My view is that the current plan, even with its absence of future direction is better. First, we can come up with a direction over the next year or two. Second, Ares I by itself damned Constellation in my eyes. First, it has NASA competing directly with commercial launchers. That alone justifies the extinction of Ares I. Second, the justification for Ares I and indeed the entire Constellation program was based on what I see as deception. The Orion capsule just so happened to be designed to be just out of reach of the Delta IV Heavy (requiring the “more capable” Ares I).
The ESAS which both claimed that the Ares I was cheaper and safer than the EELVs. Years later when NASA was forced to release the appendices to the ESAS, we found that they made a number of unwarranted assumptions that in general heavily favored the Ares I design over everything else. The meat of the program was delayed a decade or more by plan. Any plan where I pay a lot of money now, just to get some interesting capability at some vague, distant date in the future, is a variation of a bait-and-switch.

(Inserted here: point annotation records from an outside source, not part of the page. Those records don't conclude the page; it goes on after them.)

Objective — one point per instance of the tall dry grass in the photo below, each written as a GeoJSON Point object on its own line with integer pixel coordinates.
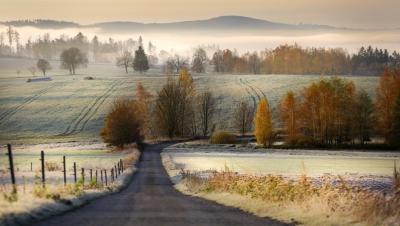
{"type": "Point", "coordinates": [355, 203]}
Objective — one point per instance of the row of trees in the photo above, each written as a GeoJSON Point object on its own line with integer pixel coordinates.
{"type": "Point", "coordinates": [332, 111]}
{"type": "Point", "coordinates": [71, 59]}
{"type": "Point", "coordinates": [50, 49]}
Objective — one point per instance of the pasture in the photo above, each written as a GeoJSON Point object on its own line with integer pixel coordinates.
{"type": "Point", "coordinates": [69, 108]}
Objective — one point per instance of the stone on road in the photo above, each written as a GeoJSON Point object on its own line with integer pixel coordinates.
{"type": "Point", "coordinates": [150, 199]}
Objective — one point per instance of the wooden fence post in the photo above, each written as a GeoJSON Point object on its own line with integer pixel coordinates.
{"type": "Point", "coordinates": [75, 172]}
{"type": "Point", "coordinates": [43, 169]}
{"type": "Point", "coordinates": [83, 176]}
{"type": "Point", "coordinates": [119, 169]}
{"type": "Point", "coordinates": [105, 175]}
{"type": "Point", "coordinates": [11, 164]}
{"type": "Point", "coordinates": [64, 171]}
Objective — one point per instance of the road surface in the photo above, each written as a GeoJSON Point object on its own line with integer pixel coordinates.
{"type": "Point", "coordinates": [150, 199]}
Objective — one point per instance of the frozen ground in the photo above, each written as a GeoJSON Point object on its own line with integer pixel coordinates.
{"type": "Point", "coordinates": [361, 168]}
{"type": "Point", "coordinates": [29, 207]}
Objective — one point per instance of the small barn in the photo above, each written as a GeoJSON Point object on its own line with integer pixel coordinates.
{"type": "Point", "coordinates": [39, 79]}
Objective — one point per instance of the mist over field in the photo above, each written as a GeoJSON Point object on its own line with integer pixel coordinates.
{"type": "Point", "coordinates": [243, 33]}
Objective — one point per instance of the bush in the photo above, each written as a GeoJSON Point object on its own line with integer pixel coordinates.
{"type": "Point", "coordinates": [223, 137]}
{"type": "Point", "coordinates": [123, 123]}
{"type": "Point", "coordinates": [52, 166]}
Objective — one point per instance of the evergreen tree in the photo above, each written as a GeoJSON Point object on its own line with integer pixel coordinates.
{"type": "Point", "coordinates": [140, 63]}
{"type": "Point", "coordinates": [264, 129]}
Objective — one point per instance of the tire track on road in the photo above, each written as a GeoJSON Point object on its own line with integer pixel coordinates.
{"type": "Point", "coordinates": [254, 91]}
{"type": "Point", "coordinates": [90, 110]}
{"type": "Point", "coordinates": [12, 111]}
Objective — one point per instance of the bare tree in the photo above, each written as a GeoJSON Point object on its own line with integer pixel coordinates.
{"type": "Point", "coordinates": [43, 65]}
{"type": "Point", "coordinates": [207, 107]}
{"type": "Point", "coordinates": [32, 69]}
{"type": "Point", "coordinates": [72, 59]}
{"type": "Point", "coordinates": [178, 62]}
{"type": "Point", "coordinates": [243, 118]}
{"type": "Point", "coordinates": [167, 108]}
{"type": "Point", "coordinates": [125, 60]}
{"type": "Point", "coordinates": [200, 60]}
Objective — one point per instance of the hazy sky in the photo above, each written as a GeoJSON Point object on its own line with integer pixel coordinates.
{"type": "Point", "coordinates": [339, 13]}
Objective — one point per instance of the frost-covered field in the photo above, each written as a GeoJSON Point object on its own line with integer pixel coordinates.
{"type": "Point", "coordinates": [367, 169]}
{"type": "Point", "coordinates": [70, 108]}
{"type": "Point", "coordinates": [93, 156]}
{"type": "Point", "coordinates": [33, 202]}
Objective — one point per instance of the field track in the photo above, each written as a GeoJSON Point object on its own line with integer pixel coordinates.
{"type": "Point", "coordinates": [78, 124]}
{"type": "Point", "coordinates": [12, 111]}
{"type": "Point", "coordinates": [151, 199]}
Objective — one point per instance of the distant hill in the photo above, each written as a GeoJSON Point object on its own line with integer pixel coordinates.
{"type": "Point", "coordinates": [223, 23]}
{"type": "Point", "coordinates": [47, 24]}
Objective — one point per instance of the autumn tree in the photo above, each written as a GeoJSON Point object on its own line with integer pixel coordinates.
{"type": "Point", "coordinates": [167, 108]}
{"type": "Point", "coordinates": [43, 65]}
{"type": "Point", "coordinates": [290, 115]}
{"type": "Point", "coordinates": [243, 118]}
{"type": "Point", "coordinates": [177, 62]}
{"type": "Point", "coordinates": [385, 97]}
{"type": "Point", "coordinates": [361, 110]}
{"type": "Point", "coordinates": [32, 69]}
{"type": "Point", "coordinates": [264, 128]}
{"type": "Point", "coordinates": [394, 133]}
{"type": "Point", "coordinates": [122, 123]}
{"type": "Point", "coordinates": [145, 106]}
{"type": "Point", "coordinates": [124, 60]}
{"type": "Point", "coordinates": [206, 107]}
{"type": "Point", "coordinates": [140, 63]}
{"type": "Point", "coordinates": [325, 110]}
{"type": "Point", "coordinates": [72, 59]}
{"type": "Point", "coordinates": [188, 121]}
{"type": "Point", "coordinates": [200, 60]}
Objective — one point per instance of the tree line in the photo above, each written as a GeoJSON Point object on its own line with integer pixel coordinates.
{"type": "Point", "coordinates": [328, 112]}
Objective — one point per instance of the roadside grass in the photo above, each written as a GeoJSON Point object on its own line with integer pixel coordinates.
{"type": "Point", "coordinates": [301, 201]}
{"type": "Point", "coordinates": [30, 201]}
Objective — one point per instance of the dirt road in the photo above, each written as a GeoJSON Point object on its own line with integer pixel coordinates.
{"type": "Point", "coordinates": [150, 199]}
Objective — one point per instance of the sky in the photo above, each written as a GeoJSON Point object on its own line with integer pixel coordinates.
{"type": "Point", "coordinates": [364, 14]}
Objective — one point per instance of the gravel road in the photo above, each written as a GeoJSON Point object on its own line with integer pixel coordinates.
{"type": "Point", "coordinates": [150, 199]}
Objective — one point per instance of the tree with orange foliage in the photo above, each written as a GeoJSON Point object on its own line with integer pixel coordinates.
{"type": "Point", "coordinates": [385, 97]}
{"type": "Point", "coordinates": [122, 123]}
{"type": "Point", "coordinates": [243, 118]}
{"type": "Point", "coordinates": [325, 110]}
{"type": "Point", "coordinates": [264, 128]}
{"type": "Point", "coordinates": [289, 112]}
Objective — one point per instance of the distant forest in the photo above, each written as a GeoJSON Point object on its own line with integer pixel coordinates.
{"type": "Point", "coordinates": [284, 59]}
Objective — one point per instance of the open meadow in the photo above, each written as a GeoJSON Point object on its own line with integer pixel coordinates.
{"type": "Point", "coordinates": [70, 108]}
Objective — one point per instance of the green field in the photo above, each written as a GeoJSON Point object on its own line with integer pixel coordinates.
{"type": "Point", "coordinates": [70, 108]}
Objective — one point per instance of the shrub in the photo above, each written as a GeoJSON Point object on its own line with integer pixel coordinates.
{"type": "Point", "coordinates": [52, 166]}
{"type": "Point", "coordinates": [223, 137]}
{"type": "Point", "coordinates": [123, 123]}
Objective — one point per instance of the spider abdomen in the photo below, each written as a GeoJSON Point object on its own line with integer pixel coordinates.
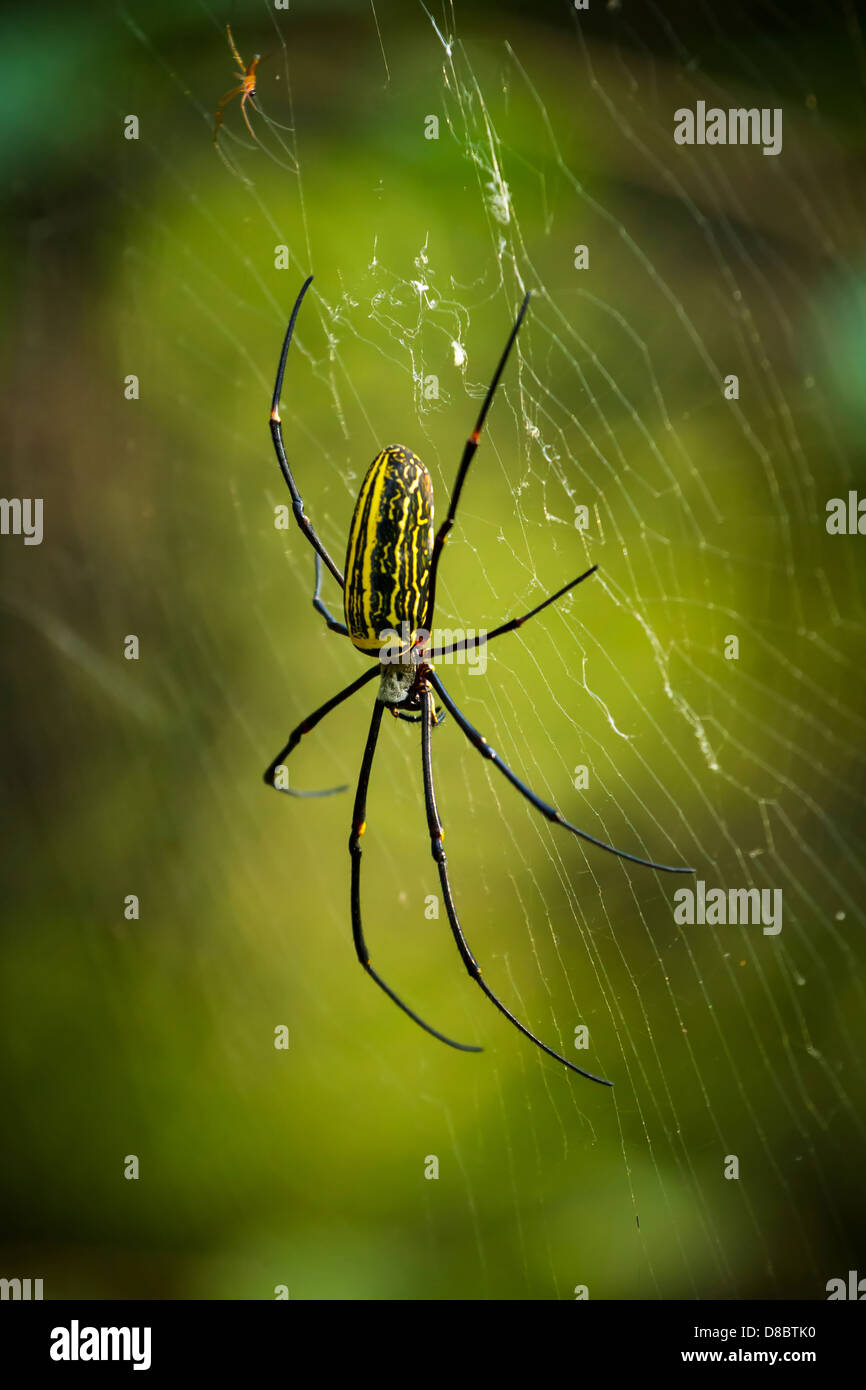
{"type": "Point", "coordinates": [389, 551]}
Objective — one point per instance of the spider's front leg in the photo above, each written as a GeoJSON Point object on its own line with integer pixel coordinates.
{"type": "Point", "coordinates": [359, 826]}
{"type": "Point", "coordinates": [319, 603]}
{"type": "Point", "coordinates": [438, 854]}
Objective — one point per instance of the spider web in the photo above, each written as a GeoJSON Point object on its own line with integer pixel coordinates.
{"type": "Point", "coordinates": [706, 519]}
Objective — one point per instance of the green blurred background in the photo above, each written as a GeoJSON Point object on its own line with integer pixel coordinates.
{"type": "Point", "coordinates": [154, 1037]}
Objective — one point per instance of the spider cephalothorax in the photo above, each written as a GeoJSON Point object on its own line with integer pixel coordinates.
{"type": "Point", "coordinates": [389, 588]}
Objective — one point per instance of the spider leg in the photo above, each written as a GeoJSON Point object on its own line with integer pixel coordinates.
{"type": "Point", "coordinates": [438, 852]}
{"type": "Point", "coordinates": [231, 43]}
{"type": "Point", "coordinates": [359, 824]}
{"type": "Point", "coordinates": [416, 719]}
{"type": "Point", "coordinates": [303, 521]}
{"type": "Point", "coordinates": [224, 102]}
{"type": "Point", "coordinates": [469, 452]}
{"type": "Point", "coordinates": [484, 748]}
{"type": "Point", "coordinates": [248, 96]}
{"type": "Point", "coordinates": [319, 603]}
{"type": "Point", "coordinates": [306, 724]}
{"type": "Point", "coordinates": [508, 627]}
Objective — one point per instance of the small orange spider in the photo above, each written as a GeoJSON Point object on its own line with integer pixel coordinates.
{"type": "Point", "coordinates": [246, 91]}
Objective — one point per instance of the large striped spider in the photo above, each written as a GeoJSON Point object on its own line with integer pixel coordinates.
{"type": "Point", "coordinates": [389, 585]}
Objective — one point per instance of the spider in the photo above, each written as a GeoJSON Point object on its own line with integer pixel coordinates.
{"type": "Point", "coordinates": [392, 560]}
{"type": "Point", "coordinates": [246, 91]}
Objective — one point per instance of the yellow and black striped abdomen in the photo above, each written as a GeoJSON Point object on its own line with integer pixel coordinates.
{"type": "Point", "coordinates": [389, 549]}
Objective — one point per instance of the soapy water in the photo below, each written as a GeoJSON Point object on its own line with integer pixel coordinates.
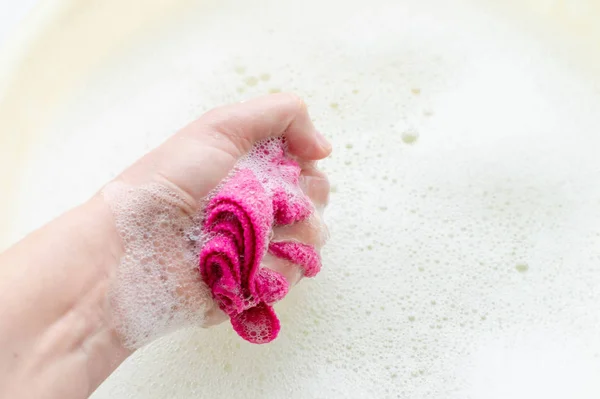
{"type": "Point", "coordinates": [157, 287]}
{"type": "Point", "coordinates": [465, 209]}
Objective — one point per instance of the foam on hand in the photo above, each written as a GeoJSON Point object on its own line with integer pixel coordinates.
{"type": "Point", "coordinates": [157, 288]}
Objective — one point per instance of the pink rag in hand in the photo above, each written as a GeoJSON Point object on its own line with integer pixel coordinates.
{"type": "Point", "coordinates": [239, 220]}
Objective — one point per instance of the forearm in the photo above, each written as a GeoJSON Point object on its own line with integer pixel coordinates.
{"type": "Point", "coordinates": [55, 329]}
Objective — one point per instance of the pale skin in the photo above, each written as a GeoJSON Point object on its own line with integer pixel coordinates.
{"type": "Point", "coordinates": [56, 335]}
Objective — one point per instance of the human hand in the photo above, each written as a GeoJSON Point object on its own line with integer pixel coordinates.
{"type": "Point", "coordinates": [157, 205]}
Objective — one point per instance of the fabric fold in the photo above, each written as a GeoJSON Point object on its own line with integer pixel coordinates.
{"type": "Point", "coordinates": [238, 223]}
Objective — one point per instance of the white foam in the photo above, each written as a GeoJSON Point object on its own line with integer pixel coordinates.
{"type": "Point", "coordinates": [427, 239]}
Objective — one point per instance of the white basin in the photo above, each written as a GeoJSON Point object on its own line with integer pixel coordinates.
{"type": "Point", "coordinates": [465, 212]}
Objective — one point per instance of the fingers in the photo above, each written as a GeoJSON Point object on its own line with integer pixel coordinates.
{"type": "Point", "coordinates": [311, 231]}
{"type": "Point", "coordinates": [291, 272]}
{"type": "Point", "coordinates": [245, 123]}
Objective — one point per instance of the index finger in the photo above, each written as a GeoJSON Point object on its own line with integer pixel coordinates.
{"type": "Point", "coordinates": [245, 123]}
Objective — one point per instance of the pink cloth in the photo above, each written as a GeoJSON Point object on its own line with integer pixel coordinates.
{"type": "Point", "coordinates": [239, 221]}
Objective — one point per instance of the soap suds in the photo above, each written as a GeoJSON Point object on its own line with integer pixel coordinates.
{"type": "Point", "coordinates": [503, 173]}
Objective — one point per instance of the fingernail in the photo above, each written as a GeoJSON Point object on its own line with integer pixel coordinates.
{"type": "Point", "coordinates": [323, 142]}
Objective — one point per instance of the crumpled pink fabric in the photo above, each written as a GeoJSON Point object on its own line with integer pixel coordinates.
{"type": "Point", "coordinates": [238, 222]}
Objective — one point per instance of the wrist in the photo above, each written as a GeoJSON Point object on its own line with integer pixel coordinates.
{"type": "Point", "coordinates": [54, 306]}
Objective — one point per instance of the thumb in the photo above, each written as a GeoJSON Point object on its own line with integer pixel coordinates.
{"type": "Point", "coordinates": [198, 157]}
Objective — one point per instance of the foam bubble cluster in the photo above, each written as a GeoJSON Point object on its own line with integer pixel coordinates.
{"type": "Point", "coordinates": [157, 288]}
{"type": "Point", "coordinates": [465, 209]}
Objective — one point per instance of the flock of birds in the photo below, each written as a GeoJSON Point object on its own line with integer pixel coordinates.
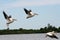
{"type": "Point", "coordinates": [29, 15]}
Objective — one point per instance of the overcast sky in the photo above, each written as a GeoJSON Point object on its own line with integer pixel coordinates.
{"type": "Point", "coordinates": [48, 10]}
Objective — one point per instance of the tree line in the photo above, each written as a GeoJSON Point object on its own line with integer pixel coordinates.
{"type": "Point", "coordinates": [48, 28]}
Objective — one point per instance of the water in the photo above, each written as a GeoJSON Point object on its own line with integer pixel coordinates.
{"type": "Point", "coordinates": [27, 37]}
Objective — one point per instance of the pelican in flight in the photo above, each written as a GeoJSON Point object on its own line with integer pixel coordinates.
{"type": "Point", "coordinates": [8, 18]}
{"type": "Point", "coordinates": [29, 13]}
{"type": "Point", "coordinates": [51, 34]}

Finally, the execution of the development plan for Constellation was a joke. Ares I was years behind and wasn’t going to reach the performance numbers. Orion had to be redesigned repeatedly due to the failure of Ares I to meet performance numbers (and because nobody was allowed to insert extra margin into their designs).
Constellation needed to go.
The other question here is what to do about a dishonest president who is possibly very hostile to US development in space, both public and private. All Obama had to do was continue the Bush program with modest changes. Continue development of Constellation on the current budget (while shifting money to Earth-oriented observation as expected); end the Shuttle; and get the ULA to drop one of its two rocket lines (on the theory that the US doesn’t need a competitive commercial launch market).
The presence of people like Bolden and Garver in the NASA administration indicates some degree of interest in pushing NASA towards becoming a more productive contributor to US efforts in space.